One of the most sobering thoughts for me is the image of the Second Coming of Jesus. As we are told, “Jesus who had been taken up from you into heaven will return in the same way as you have seen him going into heaven” (Acts 1:11). The souls of all people will be judged then, in this final judgement, and Satan and the lost souls will be locked finally and forever in hell. The door will be permanently sealed. The fire, designed by Divine Justice to punish, will be closed in there forever—without God or goodness or hope or love. The suffocating smoke, the mournful cries of souls wedged tightly together will be eternally encased within this dreadful prison.
But for now I can almost hear them as they writhe and wail, “Woe is me! Woe is me!” It is a horrible and very certain reality.
Each year I read to my eighth grade catechism class the following description of what eternity is, from his writings: The Pains of Hell, by St. Anthony Mary Claret. There is always a difficulty when teaching a group of young teenagers on a Monday evening to keep them focused and attentive. When I read this, I always have their undivided attention:
Suppose that, in the case of unhappy Cain, weeping in hell, he shed in every thousand years just one tear. Now suppose this case: For six thousand years at least Cain has been in hell and shed only six tears, which God miraculously preserves. How many years would pass for his tears to fill all the valleys of the earth and flood all the cities and towns and villages and cover all the mountains so as to flood the whole earth? We understand the distance from the earth to the sun is thirty-four million leagues. How many years would be necessary for Cain’s tears to fill that immense space? From the earth to the firmament is, let us suppose, a distance of a hundred and sixty million leagues. O God! What number of years might one imagine to be sufficient to fill with these tears this immense space? And yet—O truth so incomprehensible—be sure of it as that God cannot lie—a time will arrive in which these tears of Cain would be sufficient to flood the world, to reach even the sun, to touch the firmament, and fill all the space between earth and the highest heaven. But that is not all. If God dried up all these tears to the last drop and Cain began again to weep, he would again fill the same entire space with them and fill it a thousand times and a million times in succession, and after all those countless years, not even half of eternity would have passed, not even a fraction. After all that time burning in hell, Cain’s sufferings will be just beginning.

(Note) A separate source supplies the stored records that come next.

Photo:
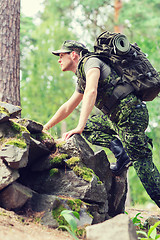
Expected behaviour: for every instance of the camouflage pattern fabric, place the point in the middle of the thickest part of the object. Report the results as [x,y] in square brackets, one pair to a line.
[129,124]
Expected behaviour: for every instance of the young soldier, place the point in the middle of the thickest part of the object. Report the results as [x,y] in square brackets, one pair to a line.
[128,119]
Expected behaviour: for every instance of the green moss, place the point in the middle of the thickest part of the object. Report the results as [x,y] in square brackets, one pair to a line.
[84,172]
[17,143]
[73,161]
[53,171]
[59,158]
[17,127]
[56,215]
[43,136]
[60,144]
[75,204]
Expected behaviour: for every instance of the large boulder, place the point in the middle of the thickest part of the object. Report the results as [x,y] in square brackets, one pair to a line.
[117,228]
[38,173]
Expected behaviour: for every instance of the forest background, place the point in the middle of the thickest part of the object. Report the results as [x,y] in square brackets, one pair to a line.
[44,88]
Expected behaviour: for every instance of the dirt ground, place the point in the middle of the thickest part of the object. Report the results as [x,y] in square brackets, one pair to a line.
[18,227]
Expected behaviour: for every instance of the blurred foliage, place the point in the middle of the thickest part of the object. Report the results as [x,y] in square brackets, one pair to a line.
[44,88]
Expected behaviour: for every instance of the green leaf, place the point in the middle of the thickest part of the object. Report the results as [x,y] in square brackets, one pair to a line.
[72,233]
[142,233]
[152,228]
[76,214]
[153,233]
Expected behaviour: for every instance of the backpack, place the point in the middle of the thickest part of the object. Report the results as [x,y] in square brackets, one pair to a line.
[130,63]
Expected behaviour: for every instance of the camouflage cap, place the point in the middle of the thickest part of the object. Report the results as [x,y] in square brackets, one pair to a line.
[69,46]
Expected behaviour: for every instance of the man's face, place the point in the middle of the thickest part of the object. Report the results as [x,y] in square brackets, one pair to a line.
[65,61]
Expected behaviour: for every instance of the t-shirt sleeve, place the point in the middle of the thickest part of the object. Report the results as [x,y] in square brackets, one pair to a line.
[79,89]
[92,63]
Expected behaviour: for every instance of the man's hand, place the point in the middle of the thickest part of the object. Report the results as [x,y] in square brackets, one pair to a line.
[67,135]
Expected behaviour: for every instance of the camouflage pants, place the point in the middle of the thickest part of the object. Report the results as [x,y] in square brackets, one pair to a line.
[129,125]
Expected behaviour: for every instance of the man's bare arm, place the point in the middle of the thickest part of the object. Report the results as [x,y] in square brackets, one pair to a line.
[89,99]
[65,110]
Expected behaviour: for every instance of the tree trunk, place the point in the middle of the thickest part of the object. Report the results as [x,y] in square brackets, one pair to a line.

The purpose of these discussions on hell is not to cause us to fall into despair. “Make us know the shortness of our life that we may gain wisdom of heart” (Psalm 90:12). Sometimes we must be roused from our natural human complacency and moved to action. What action? you may ask. There is nothing that we can ever do to earn Heaven and prevent hell. The truth is, we deserve hell. Each one of us.

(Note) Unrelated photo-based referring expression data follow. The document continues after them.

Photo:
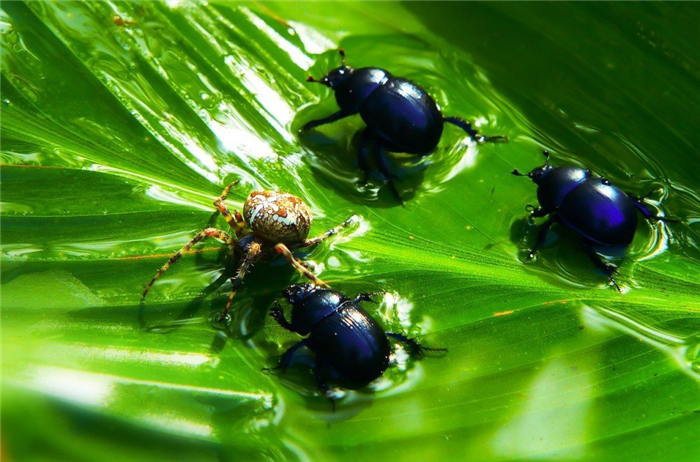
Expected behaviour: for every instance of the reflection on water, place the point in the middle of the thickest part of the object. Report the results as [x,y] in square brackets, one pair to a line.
[195,94]
[682,350]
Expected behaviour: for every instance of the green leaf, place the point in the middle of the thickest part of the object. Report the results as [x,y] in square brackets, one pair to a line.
[123,121]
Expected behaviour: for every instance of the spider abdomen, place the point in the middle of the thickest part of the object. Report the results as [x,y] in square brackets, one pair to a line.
[277,216]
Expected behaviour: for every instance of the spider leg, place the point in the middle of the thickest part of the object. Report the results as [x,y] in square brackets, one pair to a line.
[326,235]
[235,221]
[209,232]
[301,267]
[250,257]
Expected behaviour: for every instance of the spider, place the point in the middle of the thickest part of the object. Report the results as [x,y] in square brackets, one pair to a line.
[275,222]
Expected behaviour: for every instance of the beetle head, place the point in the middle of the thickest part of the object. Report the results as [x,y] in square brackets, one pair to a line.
[298,292]
[335,76]
[537,174]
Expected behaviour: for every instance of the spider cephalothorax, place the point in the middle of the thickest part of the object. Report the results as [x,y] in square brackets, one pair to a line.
[272,222]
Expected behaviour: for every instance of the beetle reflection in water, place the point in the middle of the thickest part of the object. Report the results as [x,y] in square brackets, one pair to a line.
[400,116]
[601,213]
[350,347]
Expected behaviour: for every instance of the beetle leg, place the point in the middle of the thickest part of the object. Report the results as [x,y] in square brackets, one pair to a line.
[537,212]
[236,221]
[637,201]
[286,359]
[322,385]
[278,315]
[473,134]
[326,235]
[363,152]
[541,236]
[367,297]
[607,268]
[237,280]
[209,232]
[383,164]
[326,120]
[284,250]
[413,345]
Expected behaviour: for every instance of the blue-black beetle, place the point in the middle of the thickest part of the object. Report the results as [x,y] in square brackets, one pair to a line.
[350,347]
[601,213]
[399,114]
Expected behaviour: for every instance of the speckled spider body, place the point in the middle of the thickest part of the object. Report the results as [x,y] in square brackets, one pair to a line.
[272,222]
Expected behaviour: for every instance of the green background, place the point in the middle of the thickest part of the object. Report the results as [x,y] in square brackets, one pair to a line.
[117,135]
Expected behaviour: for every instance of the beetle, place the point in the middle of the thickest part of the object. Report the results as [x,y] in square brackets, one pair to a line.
[272,222]
[601,213]
[399,114]
[350,346]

That is why this time of Divine Mercy is so amazing. The darker the world the more light that shines from His merciful heart. Jesus longs for us to come to Him, to know that no matter the sin, there is forgiveness. Truly, it is impossible for us to reach Heaven without Him. “For human beings this is impossible, but for God all things are possible” (Matthew 19:26).

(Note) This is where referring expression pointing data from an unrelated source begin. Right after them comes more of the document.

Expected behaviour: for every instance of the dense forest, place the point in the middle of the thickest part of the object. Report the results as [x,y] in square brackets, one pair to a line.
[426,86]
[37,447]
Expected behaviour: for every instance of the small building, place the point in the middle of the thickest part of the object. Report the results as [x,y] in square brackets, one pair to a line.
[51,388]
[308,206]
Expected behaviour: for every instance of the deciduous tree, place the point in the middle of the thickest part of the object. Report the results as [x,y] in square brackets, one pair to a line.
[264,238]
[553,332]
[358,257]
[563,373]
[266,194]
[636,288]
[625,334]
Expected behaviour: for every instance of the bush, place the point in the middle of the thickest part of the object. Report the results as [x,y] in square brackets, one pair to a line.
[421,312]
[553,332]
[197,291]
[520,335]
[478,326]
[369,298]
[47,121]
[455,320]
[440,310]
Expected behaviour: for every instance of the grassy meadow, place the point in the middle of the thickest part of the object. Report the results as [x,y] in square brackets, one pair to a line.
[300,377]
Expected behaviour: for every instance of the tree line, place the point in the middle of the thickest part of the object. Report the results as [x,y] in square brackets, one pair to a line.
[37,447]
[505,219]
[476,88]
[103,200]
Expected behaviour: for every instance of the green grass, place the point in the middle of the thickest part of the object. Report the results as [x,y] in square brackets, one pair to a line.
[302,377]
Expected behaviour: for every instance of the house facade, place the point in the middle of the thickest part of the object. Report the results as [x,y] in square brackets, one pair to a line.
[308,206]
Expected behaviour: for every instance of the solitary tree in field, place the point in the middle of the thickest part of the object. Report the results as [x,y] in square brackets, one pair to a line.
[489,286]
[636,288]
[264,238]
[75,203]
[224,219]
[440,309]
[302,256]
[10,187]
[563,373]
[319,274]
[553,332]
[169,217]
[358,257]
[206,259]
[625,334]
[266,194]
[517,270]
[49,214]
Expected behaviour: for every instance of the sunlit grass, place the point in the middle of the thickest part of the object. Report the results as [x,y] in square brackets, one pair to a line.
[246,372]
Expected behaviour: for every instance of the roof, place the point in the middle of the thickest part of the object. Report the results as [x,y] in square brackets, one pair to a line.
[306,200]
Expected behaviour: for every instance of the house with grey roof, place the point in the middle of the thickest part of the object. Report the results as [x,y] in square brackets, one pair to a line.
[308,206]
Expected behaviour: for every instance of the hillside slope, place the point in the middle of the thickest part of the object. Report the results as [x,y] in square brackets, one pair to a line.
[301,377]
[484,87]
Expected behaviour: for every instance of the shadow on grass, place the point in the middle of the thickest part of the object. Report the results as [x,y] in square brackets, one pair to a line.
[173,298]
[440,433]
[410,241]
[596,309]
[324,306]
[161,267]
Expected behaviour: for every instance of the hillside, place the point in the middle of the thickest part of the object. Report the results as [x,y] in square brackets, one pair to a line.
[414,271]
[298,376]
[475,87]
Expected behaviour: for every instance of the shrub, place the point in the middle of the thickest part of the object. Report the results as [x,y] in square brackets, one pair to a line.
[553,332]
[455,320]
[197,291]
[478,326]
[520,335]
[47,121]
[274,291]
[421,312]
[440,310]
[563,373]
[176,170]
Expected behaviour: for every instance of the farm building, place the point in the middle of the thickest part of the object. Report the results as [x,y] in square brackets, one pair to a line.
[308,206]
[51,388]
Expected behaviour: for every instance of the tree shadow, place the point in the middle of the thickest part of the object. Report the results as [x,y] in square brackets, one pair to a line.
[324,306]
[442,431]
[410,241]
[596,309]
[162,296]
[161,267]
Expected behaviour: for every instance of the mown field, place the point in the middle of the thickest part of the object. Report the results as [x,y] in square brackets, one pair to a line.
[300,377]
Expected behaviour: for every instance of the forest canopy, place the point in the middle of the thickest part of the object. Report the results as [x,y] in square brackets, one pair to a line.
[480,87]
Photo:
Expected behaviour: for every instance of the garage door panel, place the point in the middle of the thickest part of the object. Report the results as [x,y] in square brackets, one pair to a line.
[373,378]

I will leave you with the haunting words of Jesus to St. Faustina: “Souls perish in spite of My bitter Passion. I am giving them the last hope of salvation; that is, the Feast of My Mercy. If they will not adore My mercy, they will perish for all eternity. …tell souls about this great mercy of Mine, because the awful day, the day of My justice, is near (965, Diary, Divine Mercy in My Soul, Stockbridge, MA: Association of Marian Helpers, 1996).
And then He tells not only St. Faustina, but all of us what to do: “I thirst. I thirst for the salvation of souls. Help Me, my daughter, to save souls. Join your sufferings to My Passion and offer them to the heavenly Father for sinners” (1032).